The Castle Museum
Updated: August 4, 2020
The Castle is an imposing mansion built in 1892 by Bryon Roger Sherman and is now the home of the Meagher County Museum in White Sulphur Springs. and is now the home of the Meagher County Museum. The mansion has twelve rooms all laid with hardwood floors and covered with Belgian and Oriental rugs. In the bathrooms were washbowls and stands of Italian marble, and the light fixtures were of crystal and brass.
Sherman installed a large water tank in the attic, supplied by pump from a windmill in the northeast corner of the yard. In 1894 he enlarged a pond on his ranch that was fed by an abundant spring, and laid a twenty-inch pipe about 150 yards down the hill to a two-story electric light plant that had two dynamos in the basement. The electricity was carried into town on bare wire strung on pine and spruce poles. The plant could run only about six hours before the pressure of the pond became too low. Consumers learned to plan their activities around the “on” hours, but they could lay claim to living in one of the first towns in the state to have electricity.
Sherman didn’t live in his stone castle too many years before retiring and moving to California. About fifty years later, the Meagher County Historical Society restored the structure to much of its Victorian splendor.

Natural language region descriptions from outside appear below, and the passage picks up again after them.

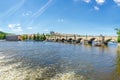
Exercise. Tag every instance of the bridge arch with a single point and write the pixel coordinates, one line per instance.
(91, 40)
(106, 41)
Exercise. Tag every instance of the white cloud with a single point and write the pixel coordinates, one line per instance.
(15, 27)
(60, 20)
(87, 1)
(13, 9)
(100, 1)
(117, 2)
(29, 28)
(96, 8)
(42, 9)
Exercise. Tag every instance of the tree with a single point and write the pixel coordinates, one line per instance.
(118, 33)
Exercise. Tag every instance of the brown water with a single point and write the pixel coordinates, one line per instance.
(58, 61)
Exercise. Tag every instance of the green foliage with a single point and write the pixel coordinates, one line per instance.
(42, 37)
(2, 35)
(118, 39)
(118, 33)
(24, 37)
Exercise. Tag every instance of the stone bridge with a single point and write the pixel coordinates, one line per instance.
(78, 38)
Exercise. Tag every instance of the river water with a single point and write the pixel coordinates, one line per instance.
(58, 61)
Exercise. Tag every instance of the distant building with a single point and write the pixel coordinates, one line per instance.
(13, 38)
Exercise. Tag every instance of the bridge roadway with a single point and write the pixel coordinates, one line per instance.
(79, 39)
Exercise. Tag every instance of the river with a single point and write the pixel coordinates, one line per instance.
(58, 61)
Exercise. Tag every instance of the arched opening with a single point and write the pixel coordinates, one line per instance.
(91, 40)
(78, 40)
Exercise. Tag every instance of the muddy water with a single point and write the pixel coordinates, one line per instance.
(58, 61)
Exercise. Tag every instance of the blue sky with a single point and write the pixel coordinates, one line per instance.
(91, 17)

The Victorian landmark is made of hand-cut granite blocks hauled by oxen from the nearby Castle Mountains. The museum is complete with period furniture, mineral samples, clothing and artifacts from the region's past.
In the 1990s, the group built a large carriage house behind the castle to house the carriages and sleds that had been stored in several ranchers’ barns, as well as the old bank, a schoolroom, a stagecoach from the Canyon Ferry line, two horse-drawn fire engines, and saddles, chaps, and mementos from the days of the open range. The Castle Museum is open May 15 to September 15.